Discours d'investiture d' Obama

Barack Hussein Obama, ni noir, ni blanc, a-t-il dit dans son autobiographie, semble guérir la balafre immonde de l'esclavage, apporter la certitude à de nombreux jeunes noirs qu'ils peuvent réaliser leurs rêves, dissiper leur sentiment d'impuissance et faire surgir la confiance en eux.

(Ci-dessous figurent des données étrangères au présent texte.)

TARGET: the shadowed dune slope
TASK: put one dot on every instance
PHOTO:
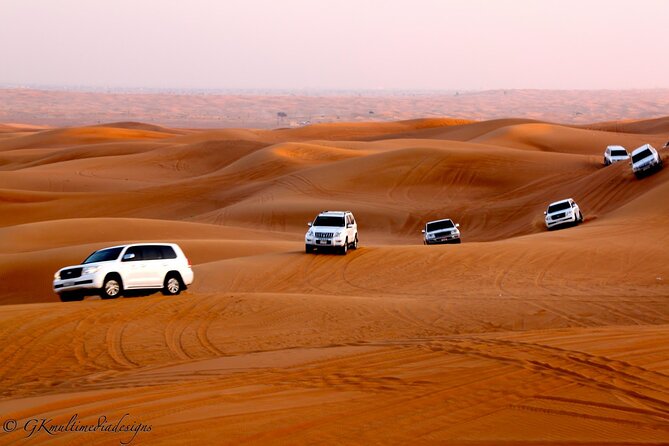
(517, 336)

Cette élection qui sera peut-être qualifiée de catharsis, apporte un vent de fraîcheur au monde entier, préparée par la magistrale impopularité de son prédécesseur. Tous aspirent à une ère de changement, qui se présente sous l'égide de la transparence, du courage, du travail acharné, du partage, de l'honnêteté et de la défense de la liberté.

..."les crottés, les porteurs d'eau, les scieurs de bois, les cireurs de bottes, les manoeuvres, les gratte-papiers anonymes et mal payés, les serveuses de restaurant, les mineurs, les "cheap workers", du textile, de la chaussure, des conserveries, des industries, des vêtements, des grands magasins, des compagnies de chemin de fer, des ports du Saint-Laurent, des terres de roches du Québec et des coopératives étranglées par les trust"...(Pierre Vallières: Nègres Blancs d'Amérique), sa solution, la violence, nous Québécois, ce grand peuple (René Lévesque) devenu nation, l'avons refusée et la refuserons encore et encore. Son visage monstrueux que nous avons vus dans nos rues ne doit plus jamais réapparaître.

Je souhaite à M. Obama, homme charismatique, de combler les espoirs qu'il provoque.